The contract value is c.RM1.4bn, by Oiltek’s estimate; if converted, this would boost Oiltek order book to RM1.75bn (from RM350m as at 23 Feb 2026), which is its highest since Oiltek was listed in Mar 2022.

Oiltek Malaysia would also have the right of first refusal to participate in any equity investment, joint venture, or ownership opportunity related to this project or its subsequent phases.



williamtng4.14"We believe the successful execution of this SAF project could pave the way for similar wins."
-- William Tng, CFA, analyst

FY27F net profit could quadruple
We assume that Oiltek will convert this HOA into a definitive order and that the company will complete this project over FY27-28F.

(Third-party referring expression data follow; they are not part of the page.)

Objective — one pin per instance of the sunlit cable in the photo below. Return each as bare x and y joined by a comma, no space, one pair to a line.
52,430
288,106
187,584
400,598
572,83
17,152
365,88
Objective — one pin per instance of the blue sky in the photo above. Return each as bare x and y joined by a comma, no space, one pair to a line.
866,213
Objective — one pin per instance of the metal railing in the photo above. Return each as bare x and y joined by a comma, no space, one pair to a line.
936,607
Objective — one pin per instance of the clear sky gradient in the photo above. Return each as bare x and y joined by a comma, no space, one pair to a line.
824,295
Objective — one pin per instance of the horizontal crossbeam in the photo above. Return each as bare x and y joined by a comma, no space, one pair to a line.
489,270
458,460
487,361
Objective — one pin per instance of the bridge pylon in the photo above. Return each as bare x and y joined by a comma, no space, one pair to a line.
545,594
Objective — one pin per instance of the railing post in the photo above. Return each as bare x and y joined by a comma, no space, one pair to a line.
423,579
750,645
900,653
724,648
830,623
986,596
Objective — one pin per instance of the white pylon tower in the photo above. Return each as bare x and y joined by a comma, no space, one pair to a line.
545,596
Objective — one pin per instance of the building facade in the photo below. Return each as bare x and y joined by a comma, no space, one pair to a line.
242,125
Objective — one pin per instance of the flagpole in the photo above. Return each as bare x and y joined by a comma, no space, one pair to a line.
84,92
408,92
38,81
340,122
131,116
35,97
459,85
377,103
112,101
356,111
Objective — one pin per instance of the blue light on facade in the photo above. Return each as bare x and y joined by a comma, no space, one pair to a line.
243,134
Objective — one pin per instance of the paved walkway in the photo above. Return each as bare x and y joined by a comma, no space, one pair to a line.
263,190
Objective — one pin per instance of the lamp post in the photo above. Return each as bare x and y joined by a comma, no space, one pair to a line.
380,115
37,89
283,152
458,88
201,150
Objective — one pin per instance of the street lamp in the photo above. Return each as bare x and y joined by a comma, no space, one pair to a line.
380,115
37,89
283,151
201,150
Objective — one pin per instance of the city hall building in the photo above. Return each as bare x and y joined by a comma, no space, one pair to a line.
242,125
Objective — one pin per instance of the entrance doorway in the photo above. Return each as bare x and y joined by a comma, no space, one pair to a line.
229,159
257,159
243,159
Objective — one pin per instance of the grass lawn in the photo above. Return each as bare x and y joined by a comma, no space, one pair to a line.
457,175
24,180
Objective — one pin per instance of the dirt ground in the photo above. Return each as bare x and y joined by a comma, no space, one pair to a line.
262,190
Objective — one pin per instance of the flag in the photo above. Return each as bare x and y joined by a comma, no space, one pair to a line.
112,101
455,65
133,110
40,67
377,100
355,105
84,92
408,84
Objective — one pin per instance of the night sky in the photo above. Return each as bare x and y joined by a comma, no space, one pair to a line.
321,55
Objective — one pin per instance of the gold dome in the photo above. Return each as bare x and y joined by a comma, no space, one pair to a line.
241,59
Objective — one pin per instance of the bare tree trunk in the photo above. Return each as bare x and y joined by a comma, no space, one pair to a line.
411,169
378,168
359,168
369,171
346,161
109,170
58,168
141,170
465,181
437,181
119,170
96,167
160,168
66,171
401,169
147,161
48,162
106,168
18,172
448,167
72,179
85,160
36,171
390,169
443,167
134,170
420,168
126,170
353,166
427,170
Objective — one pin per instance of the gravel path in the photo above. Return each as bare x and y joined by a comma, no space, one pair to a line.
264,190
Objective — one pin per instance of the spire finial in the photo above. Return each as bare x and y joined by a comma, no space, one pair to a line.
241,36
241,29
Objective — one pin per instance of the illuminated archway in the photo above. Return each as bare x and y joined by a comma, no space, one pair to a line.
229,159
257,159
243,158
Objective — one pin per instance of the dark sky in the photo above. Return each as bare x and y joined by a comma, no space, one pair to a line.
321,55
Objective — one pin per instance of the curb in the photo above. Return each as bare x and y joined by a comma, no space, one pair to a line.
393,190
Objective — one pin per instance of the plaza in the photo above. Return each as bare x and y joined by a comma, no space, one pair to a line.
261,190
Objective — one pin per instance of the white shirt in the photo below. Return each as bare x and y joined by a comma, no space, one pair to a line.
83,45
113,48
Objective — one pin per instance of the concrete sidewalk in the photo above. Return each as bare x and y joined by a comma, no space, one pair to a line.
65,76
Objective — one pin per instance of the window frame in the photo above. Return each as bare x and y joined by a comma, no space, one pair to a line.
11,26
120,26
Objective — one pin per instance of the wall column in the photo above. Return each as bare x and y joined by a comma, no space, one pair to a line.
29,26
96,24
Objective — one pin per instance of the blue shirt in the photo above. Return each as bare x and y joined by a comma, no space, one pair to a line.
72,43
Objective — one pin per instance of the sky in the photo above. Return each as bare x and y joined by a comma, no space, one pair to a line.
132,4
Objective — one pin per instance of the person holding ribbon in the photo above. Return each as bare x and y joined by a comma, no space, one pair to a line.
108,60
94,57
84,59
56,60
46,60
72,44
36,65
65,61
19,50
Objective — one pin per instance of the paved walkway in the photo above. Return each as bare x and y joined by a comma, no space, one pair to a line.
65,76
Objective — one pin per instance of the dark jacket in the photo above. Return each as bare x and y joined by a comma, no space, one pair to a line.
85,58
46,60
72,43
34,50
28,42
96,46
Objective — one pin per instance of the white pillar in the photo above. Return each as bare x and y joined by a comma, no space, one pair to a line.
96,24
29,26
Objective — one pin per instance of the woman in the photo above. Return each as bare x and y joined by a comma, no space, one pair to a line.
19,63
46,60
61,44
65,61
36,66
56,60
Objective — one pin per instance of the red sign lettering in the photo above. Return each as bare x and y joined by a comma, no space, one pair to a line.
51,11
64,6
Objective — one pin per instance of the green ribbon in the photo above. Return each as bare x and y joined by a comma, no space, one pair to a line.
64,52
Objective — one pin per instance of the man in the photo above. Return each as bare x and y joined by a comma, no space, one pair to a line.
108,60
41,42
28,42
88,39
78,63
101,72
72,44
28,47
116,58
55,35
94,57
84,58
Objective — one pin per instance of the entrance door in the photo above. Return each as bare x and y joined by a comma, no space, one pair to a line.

This results in our FY27F net profit quadrupling to RM167m from FY26F.

We believe the successful execution of this SAF project could pave the way for similar wins.

At the same time, potential equity participation in these projects could lessen its dependence on order wins and create a recurring revenue stream for Oiltek. 



Recommendation: reiterate Add

We reiterate our Add call on Oiltek given its potentially record order book.

Given our projection of FY25-28F EPS CAGR of 81%, we reiterate our 27x FY27F P/E valuation (still based on 2 s.d. above its FY23-26F average P/E multiple in view of its strong CAGR).

Re-rating catalysts and downside risks
Re-rating catalysts: further order wins and accretive M&A.

Risks: order cancellations/delays, a weaker US$ vs. RM, and unanticipated disruptions in raw material supply (which will affect Oiltek’s ability to complete its projects).